Hampir seluruh emiten itu memang bergerak di zona hijau pada Jumat (14/12) kemarin. Berdasarkan catatan CNNIndonesia.com, saham BCA berakhir di level Rp25.825 per saham, saham BNI di level Rp8.600 per saham, dan saham BRI di level Rp3.680 per saham. Namun, saham Bank Mandiri terkoreksi sebesar 1,62 persen ke level Rp7.575 per saham.


Terlebih, sambung Nafan, masing-masing perusahaan masih membukukan kinerja positif sampai kuartal III 2018. Hal itu terlihat baik dari laba bersih sampai rasio kredit bermasalah (non performing loan/NPL).

Bila dirinci, laba bersih BCA sepanjang sembilan bulan pertama tahun ini sebesar Rp18,5 triliun atau naik 9,9 persen, sementara keuntungan BNI meningkat 12,6 persen menjadi Rp11,44 triliun.

Selanjutnya, BRI mencetak laba bersih sebesar Rp23,5 triliun dengan kenaikan 14,6 persen dan laba bersih Bank Mandiri tumbuh 20 persen menjadi Rp18,1 triliun.

Magnet Saham Perbankan Jelang Pengumuman Suku Bunga AcuanIlustrasi aktivitas perbankan. (Adhi Wicaksono)

Dari sisi rasio kredit macet, BCA mengalami penurunan non-performing loan (NPL) gross menjadi 1,4 persen, BNI turun menjadi 2 persen, dan Bank Mandiri turun menjadi 3,01 persen.
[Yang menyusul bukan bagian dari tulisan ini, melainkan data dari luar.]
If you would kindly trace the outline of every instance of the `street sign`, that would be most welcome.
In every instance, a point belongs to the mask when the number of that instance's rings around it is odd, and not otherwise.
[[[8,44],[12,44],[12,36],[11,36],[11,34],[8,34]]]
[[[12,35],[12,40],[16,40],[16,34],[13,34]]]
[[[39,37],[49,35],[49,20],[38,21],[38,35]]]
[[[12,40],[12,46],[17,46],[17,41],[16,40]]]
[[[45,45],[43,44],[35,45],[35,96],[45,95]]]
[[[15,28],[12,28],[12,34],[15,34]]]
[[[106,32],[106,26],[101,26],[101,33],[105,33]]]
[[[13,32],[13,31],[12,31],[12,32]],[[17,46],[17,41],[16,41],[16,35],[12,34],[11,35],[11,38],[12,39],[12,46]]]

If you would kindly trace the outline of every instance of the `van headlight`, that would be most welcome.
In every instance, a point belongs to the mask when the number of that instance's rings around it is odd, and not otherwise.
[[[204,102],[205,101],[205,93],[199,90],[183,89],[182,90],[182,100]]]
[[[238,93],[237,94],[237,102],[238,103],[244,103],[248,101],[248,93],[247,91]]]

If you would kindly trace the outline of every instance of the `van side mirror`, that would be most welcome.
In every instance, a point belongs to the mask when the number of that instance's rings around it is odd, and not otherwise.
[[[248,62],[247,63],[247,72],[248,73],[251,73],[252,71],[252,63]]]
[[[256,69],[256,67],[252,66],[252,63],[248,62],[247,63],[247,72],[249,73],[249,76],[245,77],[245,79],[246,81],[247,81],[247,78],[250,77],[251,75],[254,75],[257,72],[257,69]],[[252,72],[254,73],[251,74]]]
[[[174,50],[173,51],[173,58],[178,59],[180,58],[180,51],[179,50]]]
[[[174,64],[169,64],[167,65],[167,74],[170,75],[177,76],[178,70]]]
Sementara itu, NPL gross BRI meningkat menjadi 2,5 persen dari posisi sebelumnya.

Dari segi teknikal, Kepala Riset MNC Sekuritas Edwin Sebayang juga memasukkan saham BCA dan BRI dalam daftar rekomendasi saham pekan ini. Menurutnya, kedua saham itu secara valuasi masih murah.

Mengutip RTI Infokom, price earning to ratio (PER) saham BCA pada akhir pekan lalu sebesar 25,8 kali dan BNI sebesar 14,49 kali. Rasio tersebut biasanya diamati oleh investor untuk mengetahui harga saham berada pada kisaran yang wajar atau tidak.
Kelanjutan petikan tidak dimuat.